Alma Perdida, Inocência Quebrada
Capítulo 2
Minha alma flutuava, uma testemunha silenciosa da dor que se desenrolava.
Leo, meu filho, meu pequeno Leo, agarrava-se à minha perna imóvel, o rosto banhado em lágrimas.
"Papai, acorda! Papai!"
Sua voz era um eco agudo de desespero.
Sofia, minha esposa, estava parada à porta, o rosto uma máscara de frieza.
Carlos Alberto, o "salvador da infância" dela, pairava atrás, um sorriso quase imperceptível nos lábios.
"Leo, pare com esse show," a voz de Sofia cortou o ar, gélida. "Seu pai está apenas querendo atenção."

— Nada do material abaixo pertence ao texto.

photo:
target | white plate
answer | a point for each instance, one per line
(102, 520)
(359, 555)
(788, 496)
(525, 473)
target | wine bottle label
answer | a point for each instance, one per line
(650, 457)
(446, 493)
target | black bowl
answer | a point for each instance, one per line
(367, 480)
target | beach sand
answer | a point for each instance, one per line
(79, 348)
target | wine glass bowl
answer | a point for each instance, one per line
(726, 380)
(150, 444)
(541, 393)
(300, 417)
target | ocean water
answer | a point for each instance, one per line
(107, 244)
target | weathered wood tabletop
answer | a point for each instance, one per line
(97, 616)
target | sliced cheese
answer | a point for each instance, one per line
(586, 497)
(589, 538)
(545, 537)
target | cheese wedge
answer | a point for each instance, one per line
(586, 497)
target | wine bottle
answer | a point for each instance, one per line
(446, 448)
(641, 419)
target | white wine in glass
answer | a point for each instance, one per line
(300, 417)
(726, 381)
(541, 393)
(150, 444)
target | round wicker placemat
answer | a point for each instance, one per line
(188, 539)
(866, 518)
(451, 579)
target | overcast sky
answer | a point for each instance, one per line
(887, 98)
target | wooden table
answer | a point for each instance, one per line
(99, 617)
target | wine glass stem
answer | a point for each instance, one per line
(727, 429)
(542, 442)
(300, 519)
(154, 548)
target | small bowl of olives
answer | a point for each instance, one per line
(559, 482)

Leo soluçou, agarrando-se mais forte. "Não, mamãe! O papai não está bem!"
"Chega!" Sofia avançou, afastando Leo de mim com um empurrão.
Meu menino caiu, o som baço do seu corpo batendo no chão ecoou no meu ser etéreo.
Ele choramingou, a mãozinha no braço machucado.
Sofia não olhou para trás, saindo com Carlos Alberto.
A porta se fechou, deixando Leo e minha alma na penumbra.
Eu queria gritar, queria abraçar meu filho, mas eu era apenas uma sombra, uma dor.
A imagem da queda de Leo, o olhar de indiferença de Sofia, queimavam em minha consciência.
Por quê? Por que ela se tornou assim?
Lembrei-me do sangue.
Sofia me obrigara a doar uma quantidade absurda de sangue para Carlos Alberto.
Ele fingira uma emergência médica, mais uma de suas manipulações.
Eu sofria de anemia aplástica leve, uma condição que se agravaria fatalmente com grande perda de sangue.
Sofia sabia.
Mas ela, cega pela adoração a Carlos Alberto, ordenou que eu não recebesse tratamento.
"É tudo encenação sua, João Miguel," ela dissera, as palavras de Carlos Alberto saindo de sua boca.
E agora, eu estava morto.
Morto pela negligência dela, pela crueldade dele.
Mesmo com meu corpo sem vida ali, a dúvida ainda pairava nos olhos dela quando ela saiu.
A frieza dela era uma lâmina em meu peito fantasma.
Leo, meu pequeno guerreiro, levantou-se mancando.
Seu rostinho estava sujo de lágrimas e poeira.
Ele se aproximou do meu corpo, tocando meu rosto frio.
"Papai, não se preocupe, eu vou buscar ajuda."
Ele pegou o telefone, discando o número de Sofia com os dedos trêmulos.
A chamada caiu na caixa postal.
Ele tentou de novo. E de novo.
Desistindo, ele olhou para mim, a determinação brilhando em seus olhos infantis.
"Eu vou até a mamãe."
Ele saiu mancando da sala, uma pequena figura de coragem e dor.
Minha alma o seguiu, um nó de angústia apertando o que restava de mim.
A jornada até a empresa de Sofia era longa para suas perninhas.
Cada passo hesitante dele era uma facada em minha alma.
Ele tropeçava, chorava baixinho, mas continuava.
Finalmente, ele chegou ao imponente prédio da empresa de Sofia.
O segurança na entrada tentou impedi-lo, mas Leo, com a força do desespero, conseguiu passar.
Ele encontrou Sofia na sala de reuniões.
Com Carlos Alberto, claro.
Rodeados por executivos.
"Mamãe!" A voz de Leo era fraca, mas carregada de urgência.
Sofia virou-se, o rosto contraído em irritação ao ver o estado do filho.